Personal information
- Full name: Benjamin Peter Price
- Born: 17 August 1981 (age 44) Truro, Cornwall, England
- Batting: Right-handed

Domestic team information
- 1999-2006: Cornwall

Career statistics
| Competition | LA |
| Matches | 7 |
| Runs scored | 184 |
| Batting average | 26.28 |
| 100s/50s | –/2 |
| Top score | 74 |
| Balls bowled | – |
| Wickets | – |
| Bowling average | – |
| 5 wickets in innings | – |
| 10 wickets in match | – |
| Best bowling | – |
| Catches/stumpings | 2/– |
- Source: Cricinfo, 17 October 2010

= Benjamin Price (cricketer) =

English cricketer (born 1981)

Benjamin Peter Price (born 17 August 1981) is an English cricketer. Price is a right-handed batsman. He was born at Truro, Cornwall.

Price made his debut for Cornwall in the 1999 MCCA Knockout Trophy against Devon. From 1999 to 2006, he represented the county in 6 Trophy matches, the last of which came against Berkshire.
Price also represented Cornwall in the Minor Counties Championship. His debut in that competition came against Dorset in 2000. From 2000 to 2006, he represented the county in 31 Minor Counties Championship matches, the last of which came against Herefordshire.

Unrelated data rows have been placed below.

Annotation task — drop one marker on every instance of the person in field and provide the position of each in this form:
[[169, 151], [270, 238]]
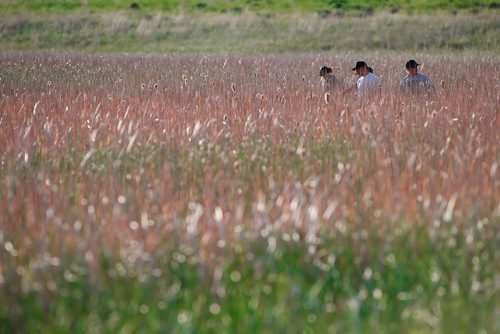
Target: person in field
[[368, 83], [416, 82], [328, 81]]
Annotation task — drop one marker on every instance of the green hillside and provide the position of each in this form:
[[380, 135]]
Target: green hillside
[[277, 6], [249, 25]]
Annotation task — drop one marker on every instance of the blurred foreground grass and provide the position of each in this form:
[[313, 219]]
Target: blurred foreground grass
[[227, 193], [180, 270]]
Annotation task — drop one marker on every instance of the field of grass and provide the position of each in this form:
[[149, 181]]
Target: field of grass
[[226, 193], [238, 6], [250, 33]]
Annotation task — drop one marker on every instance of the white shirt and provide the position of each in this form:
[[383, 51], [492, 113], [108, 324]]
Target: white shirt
[[370, 83], [418, 83]]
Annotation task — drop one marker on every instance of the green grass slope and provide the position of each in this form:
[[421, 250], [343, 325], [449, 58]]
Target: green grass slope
[[248, 5], [129, 31]]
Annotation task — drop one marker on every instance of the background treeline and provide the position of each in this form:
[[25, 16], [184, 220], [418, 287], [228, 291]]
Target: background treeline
[[279, 6]]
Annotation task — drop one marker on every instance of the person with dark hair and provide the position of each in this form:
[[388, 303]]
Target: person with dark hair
[[328, 80], [368, 83], [416, 82]]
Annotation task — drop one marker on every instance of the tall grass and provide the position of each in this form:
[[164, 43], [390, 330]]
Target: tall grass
[[250, 33], [227, 193]]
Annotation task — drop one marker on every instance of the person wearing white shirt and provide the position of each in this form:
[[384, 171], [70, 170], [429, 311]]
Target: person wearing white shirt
[[368, 83], [415, 82]]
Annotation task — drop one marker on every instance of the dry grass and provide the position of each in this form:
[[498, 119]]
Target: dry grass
[[112, 155]]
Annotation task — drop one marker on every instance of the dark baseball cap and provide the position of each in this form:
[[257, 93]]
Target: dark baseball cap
[[411, 64], [324, 70], [359, 64]]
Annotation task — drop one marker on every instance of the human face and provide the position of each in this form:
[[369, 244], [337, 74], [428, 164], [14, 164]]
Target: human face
[[412, 71], [362, 71]]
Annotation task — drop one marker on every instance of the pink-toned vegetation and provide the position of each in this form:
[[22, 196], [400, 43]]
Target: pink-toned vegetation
[[100, 151]]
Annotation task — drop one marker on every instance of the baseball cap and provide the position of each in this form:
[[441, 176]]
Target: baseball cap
[[359, 64], [411, 64], [324, 70]]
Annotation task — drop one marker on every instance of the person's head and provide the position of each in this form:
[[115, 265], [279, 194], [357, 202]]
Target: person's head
[[411, 67], [325, 71], [361, 68]]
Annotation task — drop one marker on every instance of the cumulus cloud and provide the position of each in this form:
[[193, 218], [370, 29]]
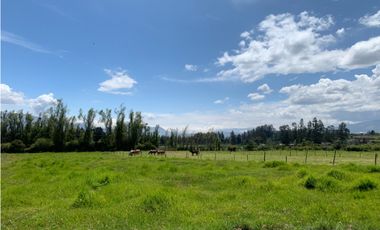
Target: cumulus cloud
[[20, 41], [10, 97], [371, 20], [340, 32], [119, 83], [288, 44], [333, 101], [221, 101], [191, 68], [265, 89], [256, 96]]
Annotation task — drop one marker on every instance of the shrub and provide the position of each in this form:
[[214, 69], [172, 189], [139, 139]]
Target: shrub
[[365, 185], [310, 183], [374, 169], [16, 146], [85, 199], [301, 173], [327, 184], [336, 174], [273, 164], [41, 145]]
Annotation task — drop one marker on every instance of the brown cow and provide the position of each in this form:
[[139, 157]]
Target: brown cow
[[153, 151], [194, 152], [134, 152]]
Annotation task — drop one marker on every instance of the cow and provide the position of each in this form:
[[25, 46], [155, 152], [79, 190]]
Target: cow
[[134, 152], [160, 152]]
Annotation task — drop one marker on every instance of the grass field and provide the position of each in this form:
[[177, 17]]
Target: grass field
[[115, 191]]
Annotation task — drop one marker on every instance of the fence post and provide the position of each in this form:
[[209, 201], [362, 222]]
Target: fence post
[[264, 155], [375, 159], [334, 157]]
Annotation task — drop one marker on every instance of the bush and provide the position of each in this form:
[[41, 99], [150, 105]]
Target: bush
[[301, 173], [327, 184], [310, 183], [156, 203], [273, 164], [41, 145], [366, 185]]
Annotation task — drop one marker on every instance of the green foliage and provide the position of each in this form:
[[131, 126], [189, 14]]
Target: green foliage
[[365, 185], [157, 202], [302, 173], [41, 145]]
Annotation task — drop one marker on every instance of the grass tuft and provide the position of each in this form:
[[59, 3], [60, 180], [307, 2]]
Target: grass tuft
[[366, 185], [273, 164], [337, 174], [310, 183], [157, 202]]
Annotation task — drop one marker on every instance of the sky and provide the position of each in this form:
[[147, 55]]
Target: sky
[[202, 64]]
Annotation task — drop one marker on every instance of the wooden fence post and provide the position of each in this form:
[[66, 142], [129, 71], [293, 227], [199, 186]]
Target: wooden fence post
[[375, 159], [264, 156], [334, 157], [307, 151]]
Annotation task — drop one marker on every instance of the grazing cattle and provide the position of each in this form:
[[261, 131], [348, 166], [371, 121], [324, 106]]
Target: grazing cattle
[[134, 152], [194, 152], [160, 152], [232, 148]]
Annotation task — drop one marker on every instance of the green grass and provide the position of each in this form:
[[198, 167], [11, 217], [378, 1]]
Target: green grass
[[115, 191]]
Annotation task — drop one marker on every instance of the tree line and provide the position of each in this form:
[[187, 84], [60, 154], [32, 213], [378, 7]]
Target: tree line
[[122, 130]]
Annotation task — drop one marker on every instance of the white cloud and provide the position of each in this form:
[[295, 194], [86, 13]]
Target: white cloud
[[289, 44], [256, 96], [16, 100], [221, 101], [265, 88], [371, 20], [118, 84], [20, 41], [191, 68], [10, 97], [340, 32], [332, 101], [42, 102]]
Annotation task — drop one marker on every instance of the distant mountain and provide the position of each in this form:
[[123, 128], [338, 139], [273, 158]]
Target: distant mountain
[[365, 126]]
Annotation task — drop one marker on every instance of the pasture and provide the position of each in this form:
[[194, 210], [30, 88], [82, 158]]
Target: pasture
[[179, 191]]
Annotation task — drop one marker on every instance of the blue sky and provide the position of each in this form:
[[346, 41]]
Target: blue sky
[[206, 64]]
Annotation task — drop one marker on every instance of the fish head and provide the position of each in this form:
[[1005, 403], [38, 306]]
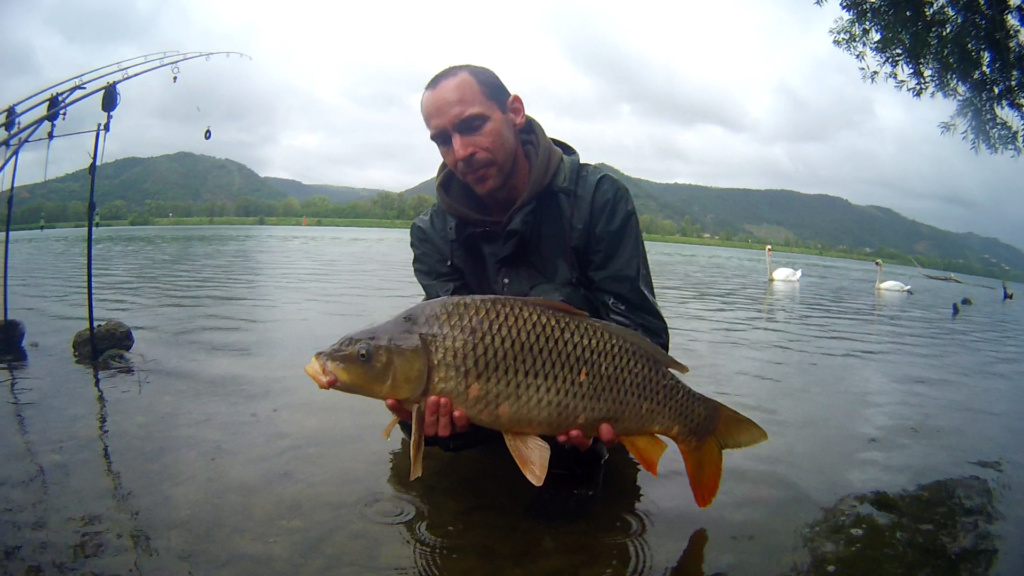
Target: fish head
[[374, 363]]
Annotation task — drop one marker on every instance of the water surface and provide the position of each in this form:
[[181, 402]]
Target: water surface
[[217, 455]]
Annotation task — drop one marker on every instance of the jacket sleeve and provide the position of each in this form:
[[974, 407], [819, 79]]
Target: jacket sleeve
[[616, 263], [434, 270], [432, 256]]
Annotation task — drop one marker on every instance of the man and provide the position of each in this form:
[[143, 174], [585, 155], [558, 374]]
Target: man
[[518, 214]]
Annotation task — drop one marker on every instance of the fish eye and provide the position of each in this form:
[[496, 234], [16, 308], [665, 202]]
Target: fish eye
[[365, 352]]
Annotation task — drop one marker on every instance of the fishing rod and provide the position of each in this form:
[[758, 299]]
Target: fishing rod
[[80, 79], [12, 331], [57, 107]]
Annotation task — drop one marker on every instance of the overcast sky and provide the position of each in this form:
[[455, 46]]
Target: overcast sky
[[749, 93]]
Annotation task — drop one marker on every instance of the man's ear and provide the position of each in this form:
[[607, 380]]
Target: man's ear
[[516, 111]]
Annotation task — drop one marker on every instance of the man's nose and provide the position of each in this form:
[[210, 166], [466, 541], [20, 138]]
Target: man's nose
[[462, 148]]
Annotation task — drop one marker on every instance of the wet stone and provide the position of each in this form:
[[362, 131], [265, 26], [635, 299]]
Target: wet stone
[[943, 527], [113, 335]]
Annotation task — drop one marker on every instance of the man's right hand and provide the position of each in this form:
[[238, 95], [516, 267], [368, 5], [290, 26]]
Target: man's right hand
[[439, 418]]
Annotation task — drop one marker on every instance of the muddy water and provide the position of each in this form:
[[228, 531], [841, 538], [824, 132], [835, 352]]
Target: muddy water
[[894, 427]]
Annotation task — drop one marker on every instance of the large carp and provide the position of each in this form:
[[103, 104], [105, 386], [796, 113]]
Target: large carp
[[529, 367]]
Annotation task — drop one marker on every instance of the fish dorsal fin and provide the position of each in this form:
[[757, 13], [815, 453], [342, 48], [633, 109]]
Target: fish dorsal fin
[[647, 449], [531, 453], [643, 343], [621, 331], [416, 444], [556, 305], [390, 426]]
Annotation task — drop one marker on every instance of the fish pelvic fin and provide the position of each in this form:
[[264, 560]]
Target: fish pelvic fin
[[390, 426], [416, 444], [647, 450], [531, 454], [704, 467], [704, 457]]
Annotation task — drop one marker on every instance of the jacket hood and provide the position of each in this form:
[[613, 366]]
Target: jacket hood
[[458, 199]]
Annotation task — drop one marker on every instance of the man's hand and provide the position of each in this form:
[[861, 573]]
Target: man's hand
[[576, 438], [439, 418]]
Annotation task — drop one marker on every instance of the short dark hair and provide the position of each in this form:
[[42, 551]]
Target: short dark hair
[[491, 86]]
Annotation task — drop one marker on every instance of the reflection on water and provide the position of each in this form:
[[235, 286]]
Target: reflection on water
[[215, 454], [474, 510]]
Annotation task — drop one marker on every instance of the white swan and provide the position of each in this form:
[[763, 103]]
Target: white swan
[[891, 285], [782, 274]]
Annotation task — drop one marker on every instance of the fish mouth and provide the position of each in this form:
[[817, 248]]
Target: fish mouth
[[315, 371]]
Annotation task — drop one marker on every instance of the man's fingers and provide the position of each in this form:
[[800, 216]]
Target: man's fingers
[[461, 420], [607, 435], [430, 409], [444, 417], [397, 409], [580, 441]]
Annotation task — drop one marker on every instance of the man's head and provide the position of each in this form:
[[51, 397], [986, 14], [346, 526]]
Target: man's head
[[474, 121]]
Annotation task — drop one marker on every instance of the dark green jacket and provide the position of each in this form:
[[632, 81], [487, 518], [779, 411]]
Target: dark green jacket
[[577, 241]]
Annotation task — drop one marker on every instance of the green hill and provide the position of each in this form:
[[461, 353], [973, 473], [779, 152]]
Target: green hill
[[174, 177], [786, 216], [339, 194]]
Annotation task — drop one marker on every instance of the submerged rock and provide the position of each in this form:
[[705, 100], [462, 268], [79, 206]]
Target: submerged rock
[[943, 527], [11, 337], [113, 335]]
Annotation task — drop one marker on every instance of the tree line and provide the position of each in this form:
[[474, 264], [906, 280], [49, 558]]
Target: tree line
[[383, 206]]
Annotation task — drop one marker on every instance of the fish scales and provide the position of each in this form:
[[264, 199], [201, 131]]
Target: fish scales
[[538, 370], [529, 367]]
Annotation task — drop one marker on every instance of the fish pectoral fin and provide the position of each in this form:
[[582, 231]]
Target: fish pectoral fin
[[390, 426], [416, 444], [735, 430], [704, 467], [531, 453], [647, 449]]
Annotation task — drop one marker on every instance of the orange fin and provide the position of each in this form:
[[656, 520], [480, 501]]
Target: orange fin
[[416, 444], [390, 426], [647, 449], [531, 453], [735, 430], [704, 457], [555, 304], [704, 466]]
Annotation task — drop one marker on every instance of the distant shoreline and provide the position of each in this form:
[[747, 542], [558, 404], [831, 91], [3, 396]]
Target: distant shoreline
[[352, 222]]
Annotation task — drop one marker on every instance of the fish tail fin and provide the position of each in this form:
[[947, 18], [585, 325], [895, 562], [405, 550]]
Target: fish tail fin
[[704, 457]]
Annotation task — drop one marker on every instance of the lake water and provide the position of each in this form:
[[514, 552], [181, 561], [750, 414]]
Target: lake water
[[218, 455]]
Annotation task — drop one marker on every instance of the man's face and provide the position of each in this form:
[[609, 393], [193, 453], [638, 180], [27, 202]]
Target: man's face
[[477, 141]]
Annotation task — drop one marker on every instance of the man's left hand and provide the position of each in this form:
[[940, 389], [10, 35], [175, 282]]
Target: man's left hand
[[577, 439]]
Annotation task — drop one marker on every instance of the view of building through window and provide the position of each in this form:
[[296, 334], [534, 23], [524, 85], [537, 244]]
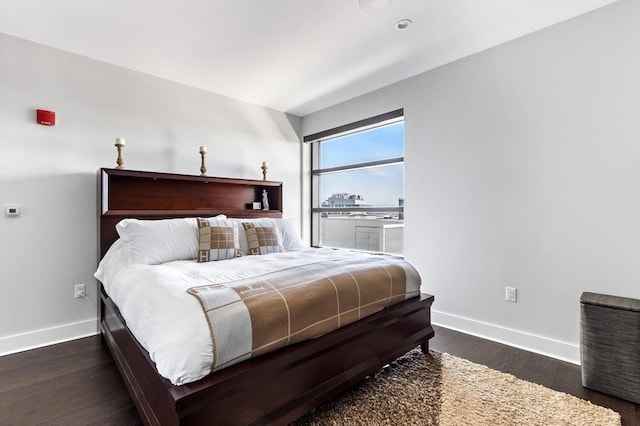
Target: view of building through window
[[358, 189]]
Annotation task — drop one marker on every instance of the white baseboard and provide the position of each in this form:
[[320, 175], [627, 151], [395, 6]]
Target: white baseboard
[[564, 351], [47, 336]]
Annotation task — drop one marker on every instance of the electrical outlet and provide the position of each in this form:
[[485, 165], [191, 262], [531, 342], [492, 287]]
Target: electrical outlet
[[80, 291]]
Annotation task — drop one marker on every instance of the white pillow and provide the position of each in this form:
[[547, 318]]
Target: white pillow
[[290, 233], [158, 241]]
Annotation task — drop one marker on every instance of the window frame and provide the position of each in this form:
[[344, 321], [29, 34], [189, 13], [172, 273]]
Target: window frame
[[316, 172]]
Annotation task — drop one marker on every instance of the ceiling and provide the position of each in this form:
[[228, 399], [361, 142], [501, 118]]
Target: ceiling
[[296, 56]]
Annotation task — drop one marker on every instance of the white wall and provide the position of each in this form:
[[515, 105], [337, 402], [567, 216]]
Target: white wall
[[51, 171], [522, 169]]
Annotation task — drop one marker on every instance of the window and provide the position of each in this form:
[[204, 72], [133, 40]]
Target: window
[[358, 185]]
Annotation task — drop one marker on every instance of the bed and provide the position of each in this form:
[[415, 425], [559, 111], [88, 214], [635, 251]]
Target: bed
[[273, 388]]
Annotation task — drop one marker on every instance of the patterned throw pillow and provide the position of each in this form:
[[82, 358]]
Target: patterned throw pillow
[[217, 239], [262, 239]]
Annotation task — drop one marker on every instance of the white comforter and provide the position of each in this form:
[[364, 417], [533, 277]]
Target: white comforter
[[169, 322]]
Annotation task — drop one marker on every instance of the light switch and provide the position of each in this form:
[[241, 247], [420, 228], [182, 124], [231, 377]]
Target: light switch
[[12, 210]]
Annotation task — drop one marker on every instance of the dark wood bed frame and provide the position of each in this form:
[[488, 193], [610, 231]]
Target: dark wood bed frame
[[276, 388]]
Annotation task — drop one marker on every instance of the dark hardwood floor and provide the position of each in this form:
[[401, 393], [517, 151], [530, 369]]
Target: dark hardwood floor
[[77, 383]]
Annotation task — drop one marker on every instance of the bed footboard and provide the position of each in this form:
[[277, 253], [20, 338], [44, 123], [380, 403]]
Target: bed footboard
[[298, 378]]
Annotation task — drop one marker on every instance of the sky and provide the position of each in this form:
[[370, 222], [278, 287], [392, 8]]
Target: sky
[[379, 186]]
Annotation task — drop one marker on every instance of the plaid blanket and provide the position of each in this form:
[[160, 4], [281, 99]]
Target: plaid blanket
[[253, 316]]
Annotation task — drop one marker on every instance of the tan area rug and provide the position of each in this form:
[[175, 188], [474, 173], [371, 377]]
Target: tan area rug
[[440, 389]]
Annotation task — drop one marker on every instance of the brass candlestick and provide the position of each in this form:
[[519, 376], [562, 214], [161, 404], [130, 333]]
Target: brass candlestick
[[203, 168], [120, 146]]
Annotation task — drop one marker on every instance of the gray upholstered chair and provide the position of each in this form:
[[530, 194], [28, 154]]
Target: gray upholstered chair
[[610, 345]]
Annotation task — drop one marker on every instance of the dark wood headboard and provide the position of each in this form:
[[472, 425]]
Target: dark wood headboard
[[150, 195]]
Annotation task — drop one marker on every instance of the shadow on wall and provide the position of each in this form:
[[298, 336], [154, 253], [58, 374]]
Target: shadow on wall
[[47, 250]]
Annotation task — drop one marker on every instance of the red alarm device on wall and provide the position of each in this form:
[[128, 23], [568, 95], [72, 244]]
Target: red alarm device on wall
[[46, 118]]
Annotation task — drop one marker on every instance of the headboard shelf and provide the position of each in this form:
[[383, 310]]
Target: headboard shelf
[[152, 195]]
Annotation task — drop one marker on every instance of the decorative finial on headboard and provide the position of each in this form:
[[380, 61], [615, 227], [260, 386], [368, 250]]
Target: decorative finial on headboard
[[203, 168], [120, 146]]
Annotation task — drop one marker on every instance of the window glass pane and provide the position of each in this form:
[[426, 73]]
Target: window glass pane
[[362, 233], [370, 145], [381, 186]]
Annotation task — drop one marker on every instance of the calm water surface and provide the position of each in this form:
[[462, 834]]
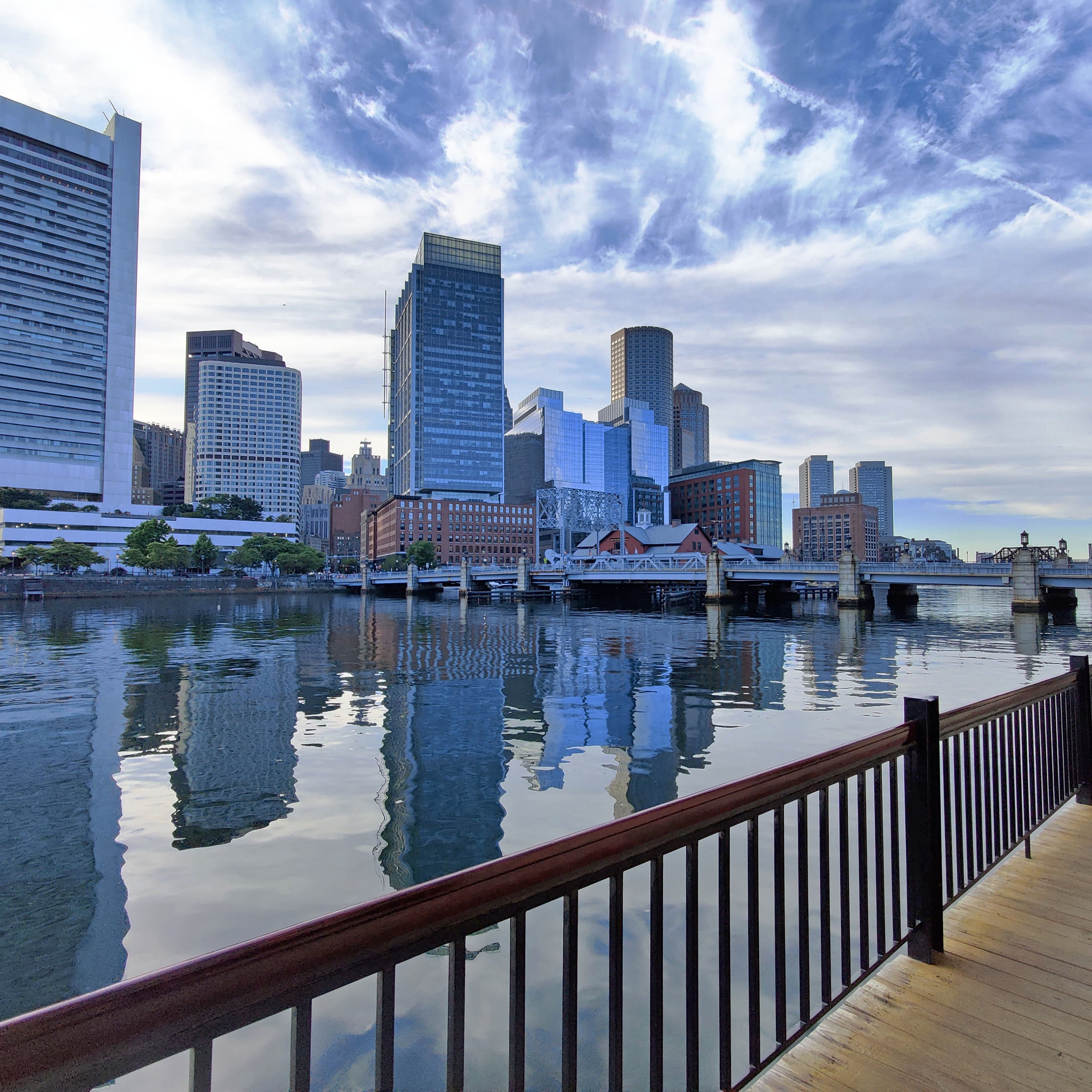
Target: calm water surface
[[182, 776]]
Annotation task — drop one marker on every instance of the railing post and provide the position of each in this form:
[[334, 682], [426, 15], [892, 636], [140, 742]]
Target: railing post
[[924, 863], [1080, 664]]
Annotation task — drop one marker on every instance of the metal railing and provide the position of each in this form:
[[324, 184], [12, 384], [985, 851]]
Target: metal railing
[[816, 873]]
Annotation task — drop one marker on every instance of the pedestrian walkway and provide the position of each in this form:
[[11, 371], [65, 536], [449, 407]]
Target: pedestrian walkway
[[1008, 1005]]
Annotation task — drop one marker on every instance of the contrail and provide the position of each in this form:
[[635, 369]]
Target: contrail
[[848, 115]]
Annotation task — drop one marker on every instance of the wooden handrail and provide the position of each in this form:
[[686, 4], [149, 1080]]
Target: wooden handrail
[[136, 1022]]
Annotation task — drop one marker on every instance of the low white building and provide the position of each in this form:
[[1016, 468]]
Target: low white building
[[105, 532]]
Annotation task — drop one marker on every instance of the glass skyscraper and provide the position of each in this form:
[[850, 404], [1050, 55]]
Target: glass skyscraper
[[642, 366], [873, 481], [69, 198], [447, 428]]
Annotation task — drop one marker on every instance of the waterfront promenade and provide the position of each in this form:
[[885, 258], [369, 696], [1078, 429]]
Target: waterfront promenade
[[1005, 1006]]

Price also represented Cornwall in List A cricket. His first List A match came against Cheshire in the 1st round of the 2001 Cheltenham & Gloucester Trophy. From 2001 to 2003, he represented the county in 7 List A matches, the last of which came against the Netherlands in the 1st round of the 2004 Cheltenham & Gloucester Trophy which was played in 2003. In his 7 List A matches, he scored 184 runs at a batting average of 26.28, with 2 half centuries and a high score of 74.

Price currently plays club cricket for Wellington Cricket Club in the Birmingham and District Premier League.